Today we cover oscillations emerging with zero frequency in the Morris-Lecar model as well as another form of bi- and tri-stability, which can occur in the Morris-Lecar model as we make the kinetics of the potassium current faster.

Here are two sets of original data that I recorded in my lab on Friday November 4, 2005. I recorded these two cells separately and I applied current (i.e., I_app) to cause the emergence of spiking (i.e., limit cycle oscillations). In one example I raised I_app and then lowered it back down until spiking ceased. In the other I simply kept increasing I_app.

I have saved the data in ascii text format (3 columns of text data), where column 1 contains time (in ms), column 2 contains voltage (in mV), and column 3 contains I_app (in pA). The columns are separated by blank spaces. Any plotting/graphing program will be able in import these data.
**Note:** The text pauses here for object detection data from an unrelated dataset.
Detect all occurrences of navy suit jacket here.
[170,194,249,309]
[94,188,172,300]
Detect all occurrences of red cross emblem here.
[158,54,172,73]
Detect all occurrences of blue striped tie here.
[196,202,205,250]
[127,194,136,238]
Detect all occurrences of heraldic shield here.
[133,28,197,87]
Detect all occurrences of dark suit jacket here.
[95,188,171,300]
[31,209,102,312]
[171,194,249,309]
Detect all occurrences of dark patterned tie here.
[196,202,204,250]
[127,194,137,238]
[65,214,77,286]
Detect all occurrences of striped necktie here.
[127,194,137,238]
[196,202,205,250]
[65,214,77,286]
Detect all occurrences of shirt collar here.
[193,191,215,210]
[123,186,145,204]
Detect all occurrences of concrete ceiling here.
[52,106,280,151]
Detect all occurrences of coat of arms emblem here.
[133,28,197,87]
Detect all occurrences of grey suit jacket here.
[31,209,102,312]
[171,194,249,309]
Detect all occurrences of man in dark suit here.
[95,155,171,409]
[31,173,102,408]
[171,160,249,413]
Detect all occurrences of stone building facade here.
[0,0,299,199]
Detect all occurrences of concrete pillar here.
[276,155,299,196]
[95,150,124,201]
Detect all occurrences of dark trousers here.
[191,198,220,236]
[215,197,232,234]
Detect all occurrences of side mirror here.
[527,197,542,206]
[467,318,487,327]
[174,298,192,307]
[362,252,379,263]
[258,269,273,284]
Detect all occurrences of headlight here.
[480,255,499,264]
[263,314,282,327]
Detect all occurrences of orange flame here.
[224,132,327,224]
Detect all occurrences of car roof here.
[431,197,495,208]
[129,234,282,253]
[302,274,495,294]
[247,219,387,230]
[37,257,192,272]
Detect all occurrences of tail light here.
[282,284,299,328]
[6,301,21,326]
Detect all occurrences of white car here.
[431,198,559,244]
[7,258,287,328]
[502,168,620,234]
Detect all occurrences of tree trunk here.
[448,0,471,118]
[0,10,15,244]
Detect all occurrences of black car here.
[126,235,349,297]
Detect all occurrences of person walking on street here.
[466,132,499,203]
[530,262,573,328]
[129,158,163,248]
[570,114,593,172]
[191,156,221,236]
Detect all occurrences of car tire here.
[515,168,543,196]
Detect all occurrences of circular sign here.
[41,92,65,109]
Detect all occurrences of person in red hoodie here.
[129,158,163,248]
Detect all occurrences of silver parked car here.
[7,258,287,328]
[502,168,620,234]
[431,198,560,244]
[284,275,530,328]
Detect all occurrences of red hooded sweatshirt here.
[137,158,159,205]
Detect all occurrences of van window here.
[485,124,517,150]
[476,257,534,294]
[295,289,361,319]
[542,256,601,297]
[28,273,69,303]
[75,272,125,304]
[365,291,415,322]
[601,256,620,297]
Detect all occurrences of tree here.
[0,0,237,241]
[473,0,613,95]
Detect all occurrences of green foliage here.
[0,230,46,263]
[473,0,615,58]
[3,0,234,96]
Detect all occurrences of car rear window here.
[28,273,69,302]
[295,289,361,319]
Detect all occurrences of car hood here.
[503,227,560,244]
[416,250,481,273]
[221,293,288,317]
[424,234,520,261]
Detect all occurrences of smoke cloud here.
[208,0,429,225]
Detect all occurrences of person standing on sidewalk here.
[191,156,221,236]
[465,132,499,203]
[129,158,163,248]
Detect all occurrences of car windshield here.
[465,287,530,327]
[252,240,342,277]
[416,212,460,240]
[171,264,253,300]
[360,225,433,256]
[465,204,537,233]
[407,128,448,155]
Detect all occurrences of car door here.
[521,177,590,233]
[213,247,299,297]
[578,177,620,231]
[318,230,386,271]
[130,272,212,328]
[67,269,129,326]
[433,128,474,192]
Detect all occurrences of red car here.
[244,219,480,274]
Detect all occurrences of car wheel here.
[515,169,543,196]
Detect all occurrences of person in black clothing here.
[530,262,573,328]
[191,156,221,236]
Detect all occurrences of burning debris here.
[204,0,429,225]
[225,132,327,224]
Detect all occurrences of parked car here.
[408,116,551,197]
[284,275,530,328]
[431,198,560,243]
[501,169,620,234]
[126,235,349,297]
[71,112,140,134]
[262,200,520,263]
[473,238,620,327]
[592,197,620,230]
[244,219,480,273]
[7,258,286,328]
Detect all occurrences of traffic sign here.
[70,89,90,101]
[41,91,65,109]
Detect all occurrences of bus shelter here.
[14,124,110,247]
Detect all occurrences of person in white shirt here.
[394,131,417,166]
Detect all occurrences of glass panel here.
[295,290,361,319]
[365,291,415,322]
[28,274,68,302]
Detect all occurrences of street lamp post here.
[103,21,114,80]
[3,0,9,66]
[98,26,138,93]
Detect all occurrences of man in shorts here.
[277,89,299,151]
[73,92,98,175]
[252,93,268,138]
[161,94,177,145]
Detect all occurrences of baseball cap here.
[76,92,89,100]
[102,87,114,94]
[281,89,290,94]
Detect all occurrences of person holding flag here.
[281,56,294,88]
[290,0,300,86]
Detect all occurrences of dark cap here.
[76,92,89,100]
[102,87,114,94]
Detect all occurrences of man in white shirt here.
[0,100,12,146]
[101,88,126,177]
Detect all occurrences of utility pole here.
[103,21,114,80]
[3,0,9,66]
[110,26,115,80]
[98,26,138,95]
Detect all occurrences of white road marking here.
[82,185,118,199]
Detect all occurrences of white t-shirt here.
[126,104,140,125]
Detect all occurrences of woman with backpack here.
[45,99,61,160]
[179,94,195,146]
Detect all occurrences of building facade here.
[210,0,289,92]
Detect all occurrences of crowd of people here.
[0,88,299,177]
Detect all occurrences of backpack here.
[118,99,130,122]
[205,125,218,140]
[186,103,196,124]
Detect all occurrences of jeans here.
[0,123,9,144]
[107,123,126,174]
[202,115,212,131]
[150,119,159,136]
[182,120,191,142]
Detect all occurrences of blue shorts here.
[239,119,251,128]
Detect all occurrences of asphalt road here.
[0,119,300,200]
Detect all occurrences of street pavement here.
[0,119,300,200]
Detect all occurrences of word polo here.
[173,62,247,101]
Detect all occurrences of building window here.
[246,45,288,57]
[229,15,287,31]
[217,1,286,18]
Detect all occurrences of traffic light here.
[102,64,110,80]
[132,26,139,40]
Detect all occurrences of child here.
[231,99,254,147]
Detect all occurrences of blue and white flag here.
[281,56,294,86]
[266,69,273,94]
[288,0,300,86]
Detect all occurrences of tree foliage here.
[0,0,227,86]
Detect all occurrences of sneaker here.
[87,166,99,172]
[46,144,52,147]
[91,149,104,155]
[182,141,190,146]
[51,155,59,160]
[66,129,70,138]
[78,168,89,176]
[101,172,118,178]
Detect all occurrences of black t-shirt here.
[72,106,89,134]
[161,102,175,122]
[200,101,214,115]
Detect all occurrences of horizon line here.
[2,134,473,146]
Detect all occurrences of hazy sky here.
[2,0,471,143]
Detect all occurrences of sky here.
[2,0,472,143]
Here are the two sets: Data_A and Data_B.

Your assignment is to download these data, load them into your favorite graphing/plotting program, and then analyze the data, and thus come up with an explanation (for each dataset) as to which mechanism gives rise to oscillations: either the Hopf bifurcation or the saddle-node-on-an-invariant-circle (SNIC) bifurcation. Explain and justify your analysis using arguments about oscillatory frequency, evidence for/against bistability, and in both cases draw (or plot) a bifurcation diagram to accompany your written explanation. You must hand in a plot of the original data in a time series format, i.e., plot V_m and I_app vs time.